今月の(CIR)のグルメガイドは、マルケ州ペーザロ・ウルビーノ県の海辺の町、ファーノfanoです。
ファーノ↓
国際的でゴージャスなビーチリゾートが多いイタリアでは、マルケの沿岸はとても庶民的な親しみやすい雰囲気。
そして港町の例にもれず、ファーノの名物はブロデットこと、ズッパ・ディ・ペッシェです。
現在のファーノ風ブロデットには、伝統的なリチェッタと、海岸通りの若手が作るモダンなバージョンの2タイプがあるようです。下の動画は伝統的なリチェッタ。
ズッパ・ディ・ペッシェは、漁師が売れ残ったり、小さすぎて売り物にならない魚を大鍋で煮たシンプルで質素な料理ですが、高級魚やハーブが加わってグルメな料理になりました。イタリア沿岸部ならどこでも作られています。
北東部ではウナギが入り、リグーリアではバッカラ、中央イタリアではタコやイカ、南部では一種類の魚のズッパが多い。
さらに、アドリア海沿岸ではブロデットbrodetto、南部ではズッパzuppa、トスカーナのリボルノとその北のではカッチュッコcacciucco、リグーリアではブリッダbriddaやチュッピンciuppinと呼ぶ。
ブロデット・ファネーゼのリチェッタの日本語訳は(CIR4月号)P.29にあります。

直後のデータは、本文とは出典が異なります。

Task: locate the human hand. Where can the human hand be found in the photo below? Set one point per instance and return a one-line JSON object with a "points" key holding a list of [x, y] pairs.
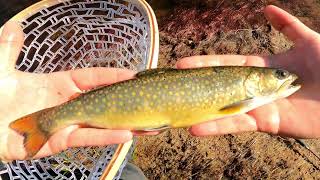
{"points": [[296, 116], [23, 93]]}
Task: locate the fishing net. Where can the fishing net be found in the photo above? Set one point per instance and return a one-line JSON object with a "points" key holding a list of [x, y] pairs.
{"points": [[65, 35]]}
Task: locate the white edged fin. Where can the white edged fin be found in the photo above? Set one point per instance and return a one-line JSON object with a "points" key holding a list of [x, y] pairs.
{"points": [[157, 129], [246, 105]]}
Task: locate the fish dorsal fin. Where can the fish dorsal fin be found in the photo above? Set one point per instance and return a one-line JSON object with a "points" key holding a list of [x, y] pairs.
{"points": [[156, 71]]}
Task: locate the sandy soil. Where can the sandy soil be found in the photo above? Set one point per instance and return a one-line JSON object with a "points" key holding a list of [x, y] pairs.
{"points": [[225, 27], [200, 27]]}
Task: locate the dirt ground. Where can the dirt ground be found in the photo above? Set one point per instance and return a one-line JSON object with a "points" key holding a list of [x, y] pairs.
{"points": [[225, 27], [201, 27]]}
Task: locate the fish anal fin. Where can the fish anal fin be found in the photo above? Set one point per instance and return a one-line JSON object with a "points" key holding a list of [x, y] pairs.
{"points": [[34, 138]]}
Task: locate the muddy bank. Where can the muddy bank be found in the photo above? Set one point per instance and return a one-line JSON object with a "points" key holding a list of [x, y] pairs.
{"points": [[225, 27]]}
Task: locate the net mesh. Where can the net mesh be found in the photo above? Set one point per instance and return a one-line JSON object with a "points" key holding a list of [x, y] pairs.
{"points": [[78, 34]]}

ファーノの漁船で生まれた飲み物、モレッタmoretta。一説によると、寒い冬に漁師が体を温めるために飲んだアルコール入り(アニス、ラム種、ブランデー、コニャック)コーヒーがルーツとか。冬だけでなく、夏にビーチにやってくる観光客にも人気だそうです。
ファーノのモレッタ。
ところで、ズッパというのは語源がドイツ語だそうです。
その意味は、スライスして濡らしたパンだとか。
zuppa はロンバルド語のsupfaやフランス語のsopeとなりましたが、汁に浸したパンがつきものなんだそうです。煮汁にパンを浸すという文化がなかった私たちのズッパは、一説にはボリュームたっぷりのラーメンへと進化したそうです。ラーメンは汁ものの中では異色のボリューミーな料理。明らかに、外国のスープとは別の進化を遂げました。